Боль, застывшая в его взгляде, почти невыносима.
— Грэй…
— Произнеси мое имя, — шепчу я. — Пожалуйста.
Я знаю, что Кай не произносил его с тех пор, как мы сбежали из тюрьмы. С тех пор как я сказала, что он лишился права называть меня так. И с тех пор он уважает мой выбор.
Но я жажду услышать, как звучит мое имя на его губах. Хочу, чтобы он прокричал это с крыши, прошептал мне на ухо, проводя пальцами по моей коже. Хочу, чтобы мое имя звучало знакомо в его устах, пока он ощущает вкус моих губ.
Хочу, чтобы он слышал мое имя и все еще умолял, произнося его.

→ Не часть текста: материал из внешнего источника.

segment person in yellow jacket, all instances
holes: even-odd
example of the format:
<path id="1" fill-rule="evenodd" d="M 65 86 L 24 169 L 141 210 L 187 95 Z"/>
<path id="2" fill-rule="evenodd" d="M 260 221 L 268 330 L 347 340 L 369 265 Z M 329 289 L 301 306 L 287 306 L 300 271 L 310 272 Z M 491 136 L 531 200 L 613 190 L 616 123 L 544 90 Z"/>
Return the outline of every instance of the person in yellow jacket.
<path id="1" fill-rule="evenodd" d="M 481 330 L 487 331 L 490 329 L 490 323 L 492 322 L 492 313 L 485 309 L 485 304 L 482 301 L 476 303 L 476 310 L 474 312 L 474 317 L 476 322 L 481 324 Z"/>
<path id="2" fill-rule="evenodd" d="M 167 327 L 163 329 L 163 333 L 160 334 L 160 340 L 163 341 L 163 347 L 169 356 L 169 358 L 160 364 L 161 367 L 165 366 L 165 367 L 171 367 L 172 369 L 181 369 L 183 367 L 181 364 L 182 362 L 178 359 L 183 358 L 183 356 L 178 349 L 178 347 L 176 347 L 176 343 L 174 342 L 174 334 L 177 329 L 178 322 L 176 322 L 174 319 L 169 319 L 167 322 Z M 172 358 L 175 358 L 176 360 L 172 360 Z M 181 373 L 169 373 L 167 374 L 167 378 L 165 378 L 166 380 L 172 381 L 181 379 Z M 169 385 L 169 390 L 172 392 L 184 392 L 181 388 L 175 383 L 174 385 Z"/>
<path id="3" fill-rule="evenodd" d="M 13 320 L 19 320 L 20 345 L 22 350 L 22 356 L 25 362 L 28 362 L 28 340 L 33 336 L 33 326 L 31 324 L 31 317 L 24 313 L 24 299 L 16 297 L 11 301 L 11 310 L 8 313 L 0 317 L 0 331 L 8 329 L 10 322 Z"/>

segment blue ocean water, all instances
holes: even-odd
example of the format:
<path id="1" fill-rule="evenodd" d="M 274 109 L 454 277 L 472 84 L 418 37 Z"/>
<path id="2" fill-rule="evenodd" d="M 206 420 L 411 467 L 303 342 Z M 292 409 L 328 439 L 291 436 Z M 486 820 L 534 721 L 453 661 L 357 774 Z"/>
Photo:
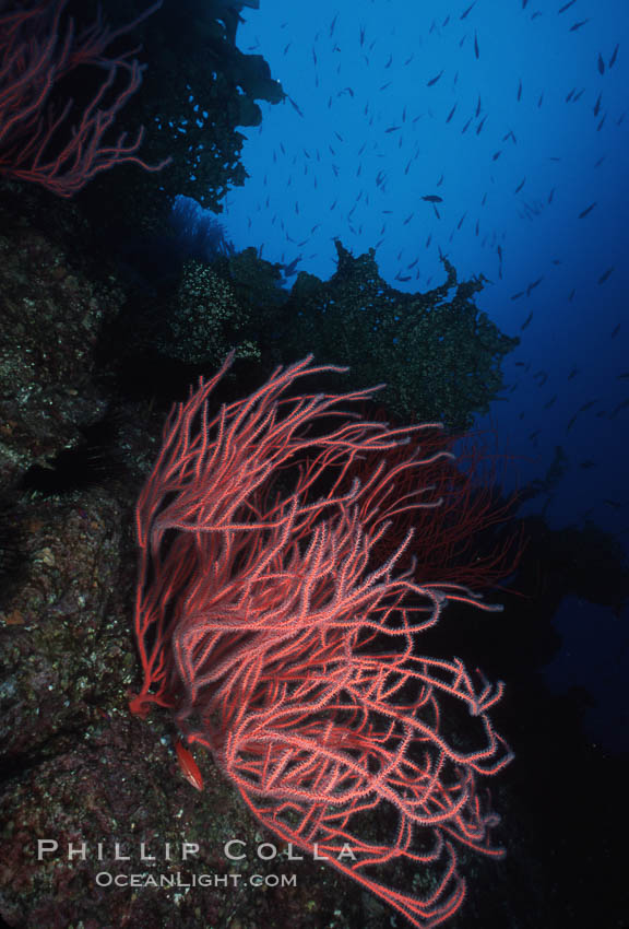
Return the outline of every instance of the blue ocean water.
<path id="1" fill-rule="evenodd" d="M 322 278 L 335 238 L 377 246 L 402 291 L 444 280 L 440 251 L 460 279 L 485 275 L 478 307 L 521 344 L 477 427 L 513 457 L 512 486 L 559 460 L 530 504 L 551 528 L 593 521 L 626 546 L 629 8 L 276 0 L 242 19 L 238 46 L 287 98 L 240 130 L 249 178 L 224 201 L 226 237 Z M 629 748 L 627 619 L 566 598 L 546 669 L 588 690 L 590 737 L 614 751 Z"/>

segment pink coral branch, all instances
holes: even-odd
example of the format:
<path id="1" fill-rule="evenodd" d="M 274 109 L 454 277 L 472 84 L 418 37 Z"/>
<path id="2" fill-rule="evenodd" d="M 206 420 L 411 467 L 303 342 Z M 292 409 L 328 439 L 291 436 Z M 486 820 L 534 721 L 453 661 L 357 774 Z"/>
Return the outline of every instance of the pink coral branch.
<path id="1" fill-rule="evenodd" d="M 378 557 L 400 513 L 438 506 L 420 477 L 439 455 L 408 446 L 392 472 L 352 478 L 423 426 L 342 412 L 371 391 L 287 397 L 330 371 L 310 362 L 211 416 L 230 356 L 171 412 L 135 514 L 144 681 L 131 708 L 170 708 L 264 825 L 429 929 L 465 895 L 456 845 L 502 855 L 478 781 L 511 753 L 488 716 L 502 685 L 417 656 L 417 639 L 450 600 L 499 608 L 418 585 L 400 567 L 413 529 Z M 382 883 L 391 862 L 429 869 L 431 891 Z"/>
<path id="2" fill-rule="evenodd" d="M 97 21 L 78 36 L 71 19 L 61 36 L 66 5 L 67 0 L 57 0 L 0 16 L 0 174 L 72 197 L 114 165 L 134 163 L 145 170 L 159 170 L 170 160 L 147 165 L 139 157 L 143 129 L 131 141 L 124 132 L 112 144 L 105 141 L 118 113 L 142 83 L 142 68 L 127 60 L 133 52 L 106 58 L 105 49 L 161 2 L 115 32 L 103 25 L 99 11 Z M 59 81 L 82 64 L 97 66 L 107 74 L 79 125 L 68 131 L 73 102 L 67 101 L 55 113 L 49 97 Z M 127 85 L 116 91 L 123 72 Z M 108 97 L 111 102 L 106 104 Z"/>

Или, быть может, я просто хочу его.
Сквозь его разрушающуюся маску проступает удивление, но его смывает облегчением. На губах Кая появляется неуверенная улыбка, словно я только что произнесла самые прекрасные слова, которые он когда-либо слышал.
Он произносит мое имя так, будто оно вертелось у него на кончике языка, шепча его с каждым его вздохом.
— Пэйдин.
Затем он раскрывает объятия.
Тихий всхлип срывается с моих губ, когда я забираюсь к нему на колени.
Меня обхватывают сильные руки, и я утыкаюсь лицом в его обнаженную грудь. Кай проводит рукой по моим коротким волосам, обнимая меня за шею, пока я дрожу в его объятиях.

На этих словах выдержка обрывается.